Implications and future works

The use of the DEMATEL method helped in examining the relationship between the different factors affecting students’ decision to dropout of MOOCs, which can help higher education decision-makers to recognize the most influential factors on dropout rate in MOOC environment, thus taking early measures to reduce that rate. Based on the findings, only six factors out of twelve were found to have a significant impact on students dropping the course, these were: academic skills and abilities, prior experience, social presence, course design, feedback, and social support. While other factors such as social interaction, course content, commitment, course time, motivation, and family/work circumstances were found to be primarily associated with the core factors. The relationships between the core and seconder factors are interrelated and have an effect on each other.

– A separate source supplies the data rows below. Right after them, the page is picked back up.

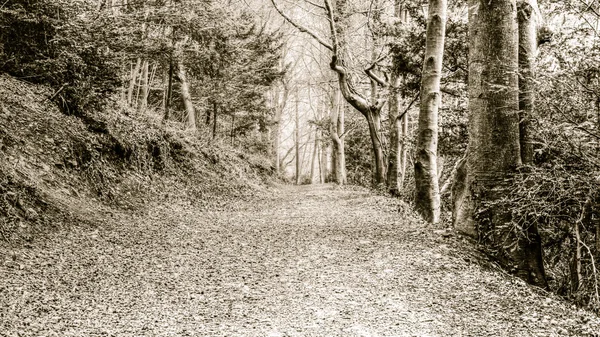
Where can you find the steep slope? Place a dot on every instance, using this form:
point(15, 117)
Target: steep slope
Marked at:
point(59, 170)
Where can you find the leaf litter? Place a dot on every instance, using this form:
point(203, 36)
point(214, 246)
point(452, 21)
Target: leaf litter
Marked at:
point(302, 261)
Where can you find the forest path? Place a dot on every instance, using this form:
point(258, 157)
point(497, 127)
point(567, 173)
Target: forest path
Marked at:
point(307, 261)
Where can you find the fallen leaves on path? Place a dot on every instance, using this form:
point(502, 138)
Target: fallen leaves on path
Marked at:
point(303, 262)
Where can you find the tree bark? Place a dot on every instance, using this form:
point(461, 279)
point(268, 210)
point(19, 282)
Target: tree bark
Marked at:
point(297, 140)
point(143, 101)
point(394, 156)
point(337, 137)
point(133, 80)
point(403, 148)
point(186, 96)
point(276, 124)
point(494, 152)
point(427, 194)
point(527, 54)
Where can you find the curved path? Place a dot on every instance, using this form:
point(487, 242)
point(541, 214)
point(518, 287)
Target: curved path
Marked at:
point(303, 262)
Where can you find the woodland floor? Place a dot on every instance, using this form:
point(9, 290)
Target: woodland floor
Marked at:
point(304, 261)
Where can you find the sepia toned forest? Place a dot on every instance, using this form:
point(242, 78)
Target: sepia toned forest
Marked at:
point(474, 122)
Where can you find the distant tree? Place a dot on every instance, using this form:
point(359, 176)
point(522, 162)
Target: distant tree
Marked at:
point(427, 196)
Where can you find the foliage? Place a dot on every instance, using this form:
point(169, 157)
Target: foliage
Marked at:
point(59, 43)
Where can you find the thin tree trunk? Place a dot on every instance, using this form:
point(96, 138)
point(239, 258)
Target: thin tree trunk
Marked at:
point(143, 100)
point(232, 128)
point(427, 194)
point(403, 148)
point(379, 158)
point(186, 96)
point(169, 92)
point(215, 118)
point(297, 140)
point(527, 53)
point(394, 158)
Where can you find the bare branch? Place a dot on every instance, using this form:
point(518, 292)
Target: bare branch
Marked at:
point(382, 82)
point(302, 28)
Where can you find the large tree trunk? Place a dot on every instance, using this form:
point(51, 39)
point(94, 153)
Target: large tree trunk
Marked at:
point(373, 120)
point(393, 168)
point(186, 96)
point(403, 148)
point(427, 193)
point(337, 138)
point(494, 151)
point(276, 125)
point(527, 54)
point(315, 156)
point(133, 80)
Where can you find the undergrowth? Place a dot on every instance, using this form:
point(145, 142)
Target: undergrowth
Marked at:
point(56, 168)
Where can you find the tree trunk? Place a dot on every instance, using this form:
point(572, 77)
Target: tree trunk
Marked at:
point(494, 151)
point(297, 141)
point(527, 54)
point(186, 96)
point(323, 164)
point(427, 194)
point(314, 158)
point(403, 148)
point(393, 168)
point(143, 101)
point(276, 124)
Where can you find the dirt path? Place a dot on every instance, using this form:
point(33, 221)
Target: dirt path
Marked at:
point(307, 262)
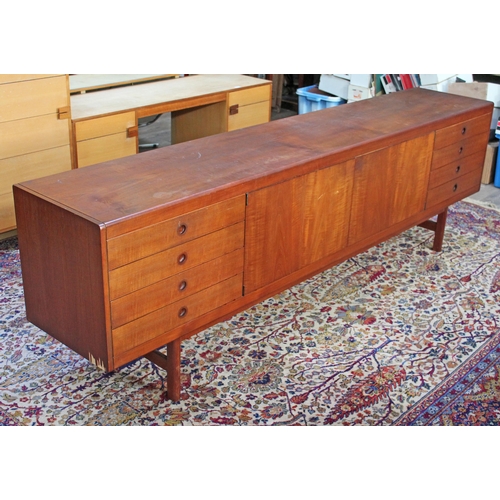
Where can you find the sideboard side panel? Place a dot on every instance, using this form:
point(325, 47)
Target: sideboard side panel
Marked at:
point(64, 288)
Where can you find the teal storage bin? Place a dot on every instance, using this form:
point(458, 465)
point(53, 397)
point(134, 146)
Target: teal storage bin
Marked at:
point(313, 99)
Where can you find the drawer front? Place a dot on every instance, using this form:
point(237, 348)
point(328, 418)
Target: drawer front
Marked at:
point(22, 78)
point(33, 165)
point(459, 150)
point(105, 148)
point(250, 96)
point(148, 327)
point(464, 130)
point(33, 98)
point(7, 215)
point(135, 245)
point(247, 116)
point(456, 169)
point(144, 272)
point(32, 134)
point(453, 190)
point(107, 125)
point(178, 287)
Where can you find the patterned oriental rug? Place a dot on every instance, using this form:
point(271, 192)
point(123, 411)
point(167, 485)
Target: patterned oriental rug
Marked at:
point(399, 335)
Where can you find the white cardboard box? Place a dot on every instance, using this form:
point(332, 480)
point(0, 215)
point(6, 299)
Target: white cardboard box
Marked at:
point(357, 93)
point(440, 86)
point(434, 79)
point(335, 85)
point(362, 80)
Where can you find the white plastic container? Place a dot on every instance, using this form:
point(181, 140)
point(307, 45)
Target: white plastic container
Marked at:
point(313, 99)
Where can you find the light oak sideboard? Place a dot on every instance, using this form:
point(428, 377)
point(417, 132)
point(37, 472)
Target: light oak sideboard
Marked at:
point(34, 133)
point(122, 258)
point(105, 124)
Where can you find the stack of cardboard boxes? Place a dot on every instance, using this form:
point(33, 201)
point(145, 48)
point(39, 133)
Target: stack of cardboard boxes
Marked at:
point(352, 88)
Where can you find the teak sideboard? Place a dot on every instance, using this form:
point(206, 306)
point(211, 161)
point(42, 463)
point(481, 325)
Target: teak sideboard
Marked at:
point(122, 258)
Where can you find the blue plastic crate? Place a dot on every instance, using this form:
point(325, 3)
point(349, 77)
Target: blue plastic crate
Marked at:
point(313, 99)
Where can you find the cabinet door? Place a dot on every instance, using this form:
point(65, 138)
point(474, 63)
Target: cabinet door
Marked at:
point(105, 138)
point(296, 223)
point(249, 107)
point(390, 185)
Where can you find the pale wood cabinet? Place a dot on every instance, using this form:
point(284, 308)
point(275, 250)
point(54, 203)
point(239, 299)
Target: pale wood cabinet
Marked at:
point(200, 106)
point(141, 252)
point(34, 132)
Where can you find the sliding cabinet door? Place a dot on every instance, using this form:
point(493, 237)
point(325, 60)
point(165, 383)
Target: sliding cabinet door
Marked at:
point(295, 223)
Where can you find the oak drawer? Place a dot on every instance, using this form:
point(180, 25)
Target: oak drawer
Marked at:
point(459, 150)
point(33, 134)
point(178, 287)
point(33, 98)
point(250, 96)
point(144, 272)
point(456, 169)
point(451, 191)
point(33, 165)
point(148, 327)
point(7, 215)
point(135, 245)
point(106, 125)
point(105, 148)
point(460, 131)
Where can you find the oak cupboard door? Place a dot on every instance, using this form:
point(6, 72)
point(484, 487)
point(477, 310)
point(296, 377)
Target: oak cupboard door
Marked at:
point(249, 107)
point(296, 223)
point(390, 185)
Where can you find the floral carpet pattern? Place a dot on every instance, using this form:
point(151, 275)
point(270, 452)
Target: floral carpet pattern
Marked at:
point(398, 335)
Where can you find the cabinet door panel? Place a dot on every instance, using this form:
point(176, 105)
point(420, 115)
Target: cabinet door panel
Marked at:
point(296, 223)
point(247, 116)
point(390, 185)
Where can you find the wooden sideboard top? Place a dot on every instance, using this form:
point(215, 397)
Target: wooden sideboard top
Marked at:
point(175, 90)
point(190, 175)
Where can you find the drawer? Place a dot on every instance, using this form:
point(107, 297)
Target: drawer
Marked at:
point(180, 286)
point(464, 130)
point(157, 267)
point(135, 245)
point(33, 98)
point(459, 150)
point(453, 190)
point(247, 116)
point(105, 148)
point(456, 169)
point(153, 325)
point(32, 134)
point(250, 96)
point(7, 215)
point(33, 165)
point(21, 78)
point(107, 125)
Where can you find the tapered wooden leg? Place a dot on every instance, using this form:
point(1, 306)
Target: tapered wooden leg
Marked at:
point(174, 370)
point(440, 227)
point(172, 364)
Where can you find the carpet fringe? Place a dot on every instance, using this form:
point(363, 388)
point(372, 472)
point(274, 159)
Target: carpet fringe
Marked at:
point(485, 204)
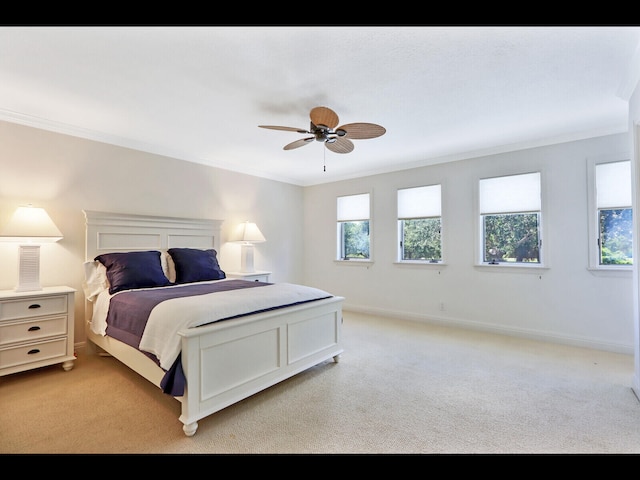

However, there were some unavoidable limitations in this study. For example, this study was limited to 17 instructors who accepted to participate in this study. It was difficult to find instructors who are both experts and experienced in teaching with MOOCs, and therefore future studies may involve a large and more diverse heterogeneous sample to model cause-and-effect relationships between the identified dropout factors. In addition, future studies may also consider examining students’ views, particularly to establish the causality between the factors affecting their dropout in MOOCs and compare the results from the two views (instructors and students). Furthermore, future works may also consider investigating demographic characteristics of different types of users, as this may offer additional insights to the findings of the current study. Other decision-making-related approaches such as fuzzy cognitive maps or analytical hierarchical processes can be also applied to find the causal relations of other different factors that were not included in the study.